Automatic Data Processing
Automatic processing of data on MX beamlines
Overview
As of March, 2010 a system for the automatic processing of data with XDS is available on all ID MX beamlines. The general program flow is as follows:
- User selects the 'Process & Analyze Data' Checkbox in the Collect->Parameters tab and specifies whether there is expected anomalous signal and the number of residues in the ASU
- As soon as data collection is initiated, a fast auto processing run is started which should keep up with the images as they are being collected. The directory containing these results can be found in PROCESSED_DATA/your_image_directory_name/xds_your_run/xds_fastproc
- Once data collection has stopped, a full autoprocessing run is performed in all reasonable bravais lattices. POINTLESS is also used in parallel to determine the space group. An initial integration run is perfomed, and the refined parameters from this run are used for a second integration run. Resolution ranges are adjusted in order to obtain an I/sigma of 2 in the outer resolution shell. Data are then converted to F's and converted to CCP4 MTZ format as well as merged and unmerged Scalepack formats.
- Data, where significant anomalous signal is detected, are submitted automatically to the AutoRickshaw server. Please read related terms and conditions.
Where are my results and Data?
The directory structure is as follows:
PROCESSED_DATA/your_image_directory_name/xds_your_run/xds_parallelproc: top level directory for full autoprocessing. XDS files from the indexing run are kept herePROCESSED_DATA/your_image_directory_name/xds_your_run/xds_parallelproc/SGnumber_unit_cell_dimensions : Directory for a given space group. there are usually many of these off of the top level directory
for example:
/mntdirect/_data_visitor/mx555/id23eh2/20100316/PROCESSED_DATA/John/fooprotein/xds_168_run2_1/xds_parallelproc/1_88.1_104.1_107.8_90.0_90.1_90.2
would hold the results for processing in P1, unit cell dimensions = 88.1, 104.1, 107.8, 90.0, 90.1, 90.2
Files within each space group/unit cell dimensions directory include:
XSCALE.LP: final integaration statistics
ccp4.mtz: Data in CCP4 mtz format
unmerged.mtz: Data in multi record MTZ format, suitable for SCALA scaling
xscaled_merged.sca: Scalepack format, merged
xscaled_unmerged.sca: Scalepack format, unmerged
scala.log: Statistics from SCALA
More details of what is really happening:
Integration is done in XDS and the resolution is cut at each round (multiple rounds are used in the first place in order to refine beam X, Y, distance, unit cell parameters etc).
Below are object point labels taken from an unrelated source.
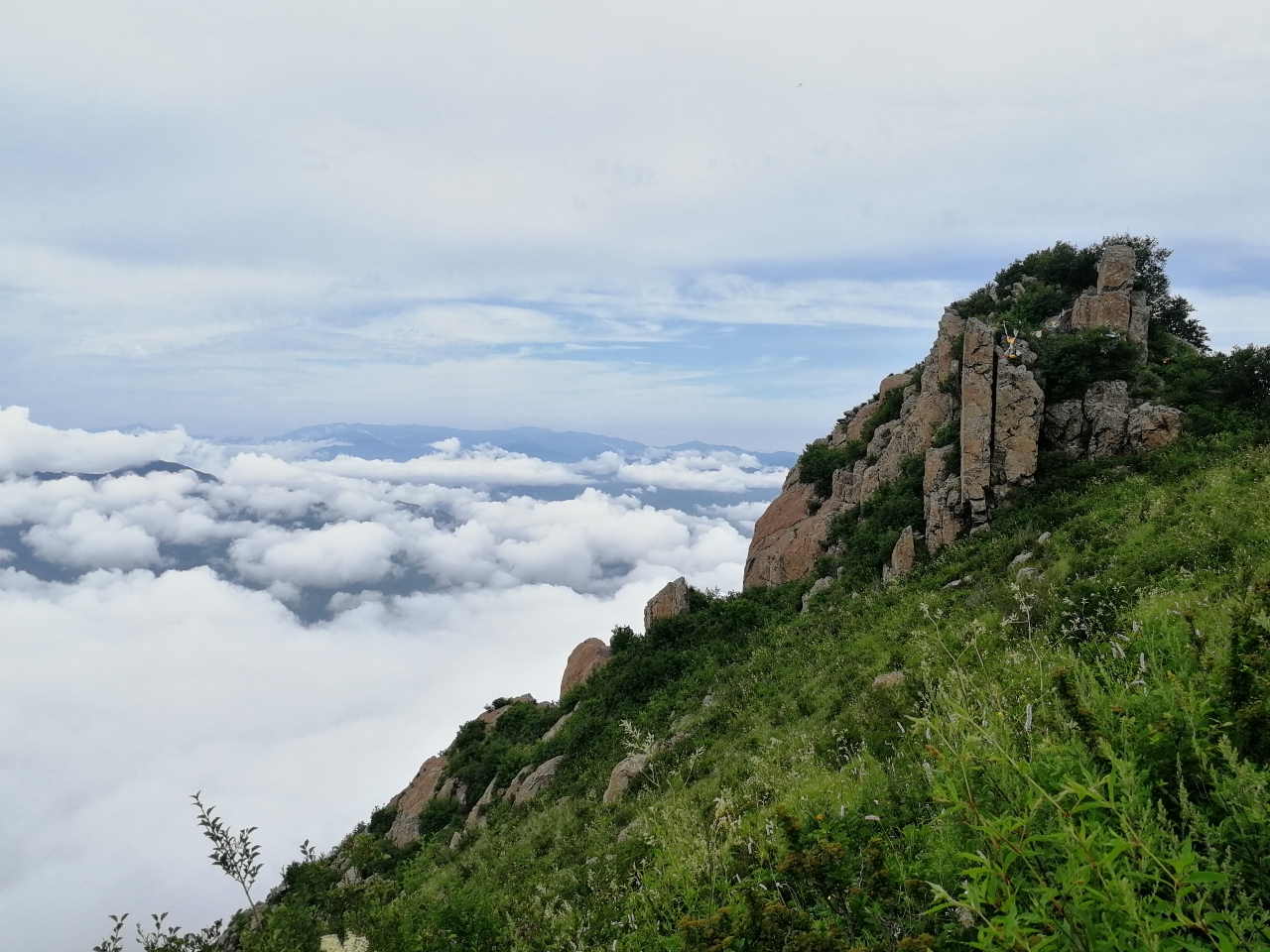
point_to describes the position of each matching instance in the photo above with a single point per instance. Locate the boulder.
(1106, 412)
(817, 588)
(1153, 426)
(1065, 426)
(476, 817)
(671, 602)
(1111, 311)
(413, 798)
(1020, 411)
(888, 680)
(622, 774)
(538, 780)
(902, 556)
(490, 717)
(515, 785)
(942, 499)
(584, 660)
(978, 375)
(556, 728)
(1116, 268)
After XDS integration, XSCALEing is done four times:
merging, anom ON
merging, anom OFF
no merging, anom ON
no merging, anom OFF
In the merged cases, data are converted to MTZ format in two ways:
1)The result of the XSCALE is converted to a scalepack file, then via SCALEPACK2MTZ, then TRUNCATE, then UNIQUEIFY generating these files: merged_anom_sc2mtz.mtz and merged_noanom_sc2mtz.mtz
2a)POINTLESS is used to convert the XDS_ASCII file from XDS (i.e. pre XSCALE, pre conversion to SCA) to a multirecord MTZ file, suitable for SCALA
b)SCALA is run on this data , which generates the log file.
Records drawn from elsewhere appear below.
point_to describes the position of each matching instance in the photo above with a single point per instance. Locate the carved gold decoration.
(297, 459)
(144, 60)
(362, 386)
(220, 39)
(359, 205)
Truncate and downstream programs are not run at the moment - but this may change !
Files generated:
merged_anom_pointless_multirecord.mtz
merged_anom_pointless.mtz
merged_noanom_pointless_multirecord.mtz
merged_noanom_pointless.mtz
In the POINTLESS version, there is one round of resolution estimation missing so:
1) the .sca files are usually a better estimate of the resolution of the data.
If you find this not to be the case, please let Max know. I would recommend checking the *XSCALE.LP log files to see if it has cut resolution to your
standards.
Check the results carefully. Below shows a typical case for .sca files and mtz file comparison. The SCA files appear to be truncated to a more realistic resolution than in the POINTLESS files (as expected).
pointless: Outer shell res, shell I/sig, Rsym = 3.05, 1.0, 87% (!!)
scalepack: Outer shell res, shell I/sig, Rsym = 3.22, 3.36, 41.4%
Expert user debugging
Is there a problem? Here is what you should expect to see upon collecting a dataset of >3 images:
- You should see debugging in the MxCube window "Information Messages" with messages such as "In processDataScripts". NOTE: in remote data collection situations, the MXCube on the console will not output this debugging. The remote user should, however, see it.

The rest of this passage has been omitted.